Le syndicat historique est accusé de favoriser l’« agrobusiness », alors que les bonnets jaunes de la CR appellent à « sortir des accords de libre-échange ». Si on ferme les frontières, rétorquent les syndicats majoritaires, c’est l’effondrement des filières céréalière ou viticole, qui exportent massivement.

« Ça va être dur »

Alors que des adhérents de la CR, coutumiers des mobilisations coup de poing, ont mené vendredi matin une action surprise à l’Arc de Triomphe, avec tracteurs et bottes de paille, le secrétaire général de la FNSEA Hervé Lapie a réagi en creux.

« S’il faut repartir sur des actions syndicales parce que ça bloque, on le fera. Mais je pense que notre objectif, c’est pas de faire de l’action syndicale pour faire de l’action syndicale, pour être visible. C’est d’être au travail dans l’intérêt de l’agriculture française », a-t-il affirmé, sans jamais citer la CR.

Dans les allées du salon, Philippe Barrault, céréalier et éleveur de chèvres dans l’Indre, adhérent FNSEA, étrille l’ennemi.

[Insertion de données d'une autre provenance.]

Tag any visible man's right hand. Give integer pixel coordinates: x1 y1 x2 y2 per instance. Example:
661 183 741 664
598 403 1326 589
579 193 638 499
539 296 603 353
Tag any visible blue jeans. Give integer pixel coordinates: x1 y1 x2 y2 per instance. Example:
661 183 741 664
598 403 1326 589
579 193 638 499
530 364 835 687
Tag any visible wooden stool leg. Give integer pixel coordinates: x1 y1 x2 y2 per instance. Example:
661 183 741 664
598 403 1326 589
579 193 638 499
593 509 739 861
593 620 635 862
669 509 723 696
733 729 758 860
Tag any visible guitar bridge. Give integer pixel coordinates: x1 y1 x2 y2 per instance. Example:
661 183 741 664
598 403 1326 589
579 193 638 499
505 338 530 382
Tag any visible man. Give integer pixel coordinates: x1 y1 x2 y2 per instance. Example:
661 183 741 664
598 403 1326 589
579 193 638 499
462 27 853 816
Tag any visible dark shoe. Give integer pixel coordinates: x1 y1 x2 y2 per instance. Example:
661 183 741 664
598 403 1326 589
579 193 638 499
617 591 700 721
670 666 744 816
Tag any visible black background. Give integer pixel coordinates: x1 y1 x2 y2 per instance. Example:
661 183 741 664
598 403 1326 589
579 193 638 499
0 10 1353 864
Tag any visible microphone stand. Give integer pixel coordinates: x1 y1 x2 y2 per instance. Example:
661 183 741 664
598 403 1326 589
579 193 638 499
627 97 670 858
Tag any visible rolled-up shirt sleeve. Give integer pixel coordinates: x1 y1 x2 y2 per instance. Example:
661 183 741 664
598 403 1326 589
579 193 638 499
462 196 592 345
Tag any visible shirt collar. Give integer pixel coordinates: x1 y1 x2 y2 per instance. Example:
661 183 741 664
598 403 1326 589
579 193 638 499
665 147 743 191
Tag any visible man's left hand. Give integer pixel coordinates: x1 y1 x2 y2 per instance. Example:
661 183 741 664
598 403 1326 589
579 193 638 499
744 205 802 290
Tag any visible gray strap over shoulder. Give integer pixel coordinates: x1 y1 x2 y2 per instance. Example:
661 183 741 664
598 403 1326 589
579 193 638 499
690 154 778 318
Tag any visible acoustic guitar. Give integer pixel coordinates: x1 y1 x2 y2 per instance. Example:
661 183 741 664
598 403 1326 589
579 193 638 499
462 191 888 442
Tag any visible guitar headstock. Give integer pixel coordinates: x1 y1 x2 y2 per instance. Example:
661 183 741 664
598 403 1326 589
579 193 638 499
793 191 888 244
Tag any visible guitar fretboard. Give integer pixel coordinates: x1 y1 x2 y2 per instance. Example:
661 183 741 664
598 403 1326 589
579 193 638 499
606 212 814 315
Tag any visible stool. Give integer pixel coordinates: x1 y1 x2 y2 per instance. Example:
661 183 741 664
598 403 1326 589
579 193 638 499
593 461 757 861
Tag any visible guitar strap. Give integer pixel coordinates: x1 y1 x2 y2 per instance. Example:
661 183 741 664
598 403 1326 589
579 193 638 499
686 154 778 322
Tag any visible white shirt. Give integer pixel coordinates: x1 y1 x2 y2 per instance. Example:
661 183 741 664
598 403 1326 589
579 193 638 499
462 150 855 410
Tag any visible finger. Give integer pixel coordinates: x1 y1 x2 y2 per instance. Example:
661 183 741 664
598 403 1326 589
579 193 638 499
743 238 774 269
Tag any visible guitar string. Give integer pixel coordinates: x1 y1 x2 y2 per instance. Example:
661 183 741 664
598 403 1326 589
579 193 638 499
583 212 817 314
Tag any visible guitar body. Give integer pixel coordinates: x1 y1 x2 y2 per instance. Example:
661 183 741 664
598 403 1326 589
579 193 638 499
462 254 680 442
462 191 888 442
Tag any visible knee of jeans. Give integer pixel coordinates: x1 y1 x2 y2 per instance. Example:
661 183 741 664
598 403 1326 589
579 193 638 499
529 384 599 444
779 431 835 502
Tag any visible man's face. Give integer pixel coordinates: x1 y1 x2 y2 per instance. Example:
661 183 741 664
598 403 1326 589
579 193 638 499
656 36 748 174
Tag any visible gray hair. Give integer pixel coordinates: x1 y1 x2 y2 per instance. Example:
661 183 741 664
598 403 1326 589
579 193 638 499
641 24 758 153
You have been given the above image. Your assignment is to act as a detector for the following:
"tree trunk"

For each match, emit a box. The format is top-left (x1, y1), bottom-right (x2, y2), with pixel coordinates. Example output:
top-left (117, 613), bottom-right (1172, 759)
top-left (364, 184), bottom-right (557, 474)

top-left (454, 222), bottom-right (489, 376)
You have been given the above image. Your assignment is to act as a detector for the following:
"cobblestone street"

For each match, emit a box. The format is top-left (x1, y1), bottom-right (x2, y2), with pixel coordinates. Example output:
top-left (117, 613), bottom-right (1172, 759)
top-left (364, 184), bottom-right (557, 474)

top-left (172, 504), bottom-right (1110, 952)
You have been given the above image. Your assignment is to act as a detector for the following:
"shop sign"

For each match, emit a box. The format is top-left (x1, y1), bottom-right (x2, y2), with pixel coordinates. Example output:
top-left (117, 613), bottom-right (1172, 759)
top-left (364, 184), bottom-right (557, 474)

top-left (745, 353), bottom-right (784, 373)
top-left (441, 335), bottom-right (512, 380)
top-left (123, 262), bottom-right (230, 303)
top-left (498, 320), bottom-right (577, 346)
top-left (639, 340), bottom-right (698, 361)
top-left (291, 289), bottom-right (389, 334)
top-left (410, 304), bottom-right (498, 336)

« A la CR, ils se réveillent tous les cinq ans en faisant beaucoup de bruit sans apporter beaucoup de fond. Nous, on n’est plus dans la rue parce qu’on est dans les préfectures pour mettre en oeuvre la simplification », dit-il, expliquant participer à « deux à trois réunions par semaine » alors que « la CR ne propose rien ».

Egalement adhérente FNSEA, Agnès Kerbrat, productrice de lait de vache dans le Finistère, est malgré tout inquiète : « Les élections de chambre, ça va être dur. » Sur le stand de la CR, deux jeunes agriculteurs non syndiqués sont venus « prendre des infos ».

A 24 ans, salarié dans l’élevage porcin de son père en Bretagne, Maxime Favé vote plutôt à l’extrême droite, mais n’est « pas sûr » de se syndiquer.

Adrien Tannau, 24 ans et Breton lui aussi, élève des vaches laitières qui pâturent à l’herbe, « en hyper extensif et en bio ». Il estime que la CR « sera le grand gagnant des futures élections ». « Chez moi, j’ai vu quatre ou cinq adhérents FNSEA déchirer leur carte. » Lui estime qu’on ne doit « pas reculer sur l’environnement » et n’est « pas convaincu » par la position anti-libre-échange de la Confédération paysanne ou de la CR.

Sur le stand de la Confédération paysanne, Jean-Bernard Lozier, céréalier dans l’Eure, considère qu’« on assiste à l’affrontement de deux modèles », l’un « libéral, productiviste, exportateur » et l’autre « qui prend en compte l’environnement, le social » sans prôner pour autant « l’autarcie ni retour en arrière ».Pour lui, « il y a une déconnexion totale entre la tête de la FNSEA et sa base ».

Tous les syndicats assurent avoir gagné des adhérents à la faveur de la récente mobilisation. Mais, comme le dit Laurence Marandola, porte-parole de la Confédération paysanne, reprenant un proverbe classique des foires agricoles, « c’est à la fin de la foire qu’on compte les bouses ».